Figure 5c and d illustrate the experimental data of the nematode swimming frequency and the body angle magnitude after glucose exposure. There is no significant difference in both locomotion parameters extracted from the control group and the experimental group treated with 1.4 μM glucose, though the angle amplitude of nematodes increased slightly and the swimming frequency decreased. As the glucose concentration increases to 2.8 μM, the angle amplitude of nematodes further increased and the swimming frequency further decreased comparing to the control group; however, there is still no statistical difference revealed.

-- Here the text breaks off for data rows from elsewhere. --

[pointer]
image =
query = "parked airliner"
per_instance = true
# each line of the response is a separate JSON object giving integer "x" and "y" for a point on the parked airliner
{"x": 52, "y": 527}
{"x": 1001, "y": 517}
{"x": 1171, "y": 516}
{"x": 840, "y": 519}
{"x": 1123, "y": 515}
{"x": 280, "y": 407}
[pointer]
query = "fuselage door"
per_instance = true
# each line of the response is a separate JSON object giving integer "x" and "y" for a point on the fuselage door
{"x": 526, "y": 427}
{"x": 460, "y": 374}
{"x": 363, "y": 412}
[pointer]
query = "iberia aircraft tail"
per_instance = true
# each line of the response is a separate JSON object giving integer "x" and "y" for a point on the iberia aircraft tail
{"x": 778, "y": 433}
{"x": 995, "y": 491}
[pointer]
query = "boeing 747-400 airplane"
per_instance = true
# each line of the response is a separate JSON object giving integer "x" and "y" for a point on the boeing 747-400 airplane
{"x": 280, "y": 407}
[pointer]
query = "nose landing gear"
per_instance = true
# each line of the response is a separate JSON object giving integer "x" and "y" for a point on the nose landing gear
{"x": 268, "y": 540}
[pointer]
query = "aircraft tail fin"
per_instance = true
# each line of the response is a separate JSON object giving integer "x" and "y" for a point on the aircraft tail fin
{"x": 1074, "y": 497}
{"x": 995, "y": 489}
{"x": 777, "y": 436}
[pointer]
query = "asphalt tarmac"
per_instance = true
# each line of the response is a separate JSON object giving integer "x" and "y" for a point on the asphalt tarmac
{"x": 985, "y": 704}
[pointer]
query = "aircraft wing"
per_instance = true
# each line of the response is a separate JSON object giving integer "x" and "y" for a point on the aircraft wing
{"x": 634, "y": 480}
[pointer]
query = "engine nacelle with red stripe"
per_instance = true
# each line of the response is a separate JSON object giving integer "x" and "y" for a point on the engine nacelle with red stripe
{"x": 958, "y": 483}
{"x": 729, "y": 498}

It has been previously demonstrated that the locomotion capacity of mid-adult N2 adults could be decreased by high glucose diets through the pathway of ectopic apoptosis (Choi 2011). Cell corpses from ectopic apototis were found via fluorescence staining in nematodes at day 10 of adulthood, which corresponded to the glucose-induced locomotion reduction. However, the ectopic apototis was not found in at the L4 stage. Thus, it is reasonable that, due to the lack of responsible pathway (ectopic apototis), the young L4 nematodes we used displayed normal locomotion capacity after glucose treatment.

4 Conclusion

We reported an easy-to-use microfluidic device for carrying out on-chip culture, chemical perfusion, and locomotion analysis of C. elegans. Different from the existing microfluidic devices, our design involved a separate nematode loading mechanism allowing the easy loading of single C. elegans into individual culture chambers. This design significantly lowered the technical barrier of using the microfluidic device by biological researchers and other layperson users who are not familiar with microfluidic technology. Using the current device, the loading of eight nematodes was completed within 5 min by a user with two-hour training of the device usage. The Matlab software we developed also allowed automatic visual analysis of nematode locomotion and microfluidic pump control, which make the device operation straightforward and improves the efficiency of data collection. Using this microfluidic device, we examined the locomotion changes of N2 C. elegans induced by Zn2+ and glucose. We believe this device holds the potential to become a useful tool for facilitating C. elegans-based chemical screening.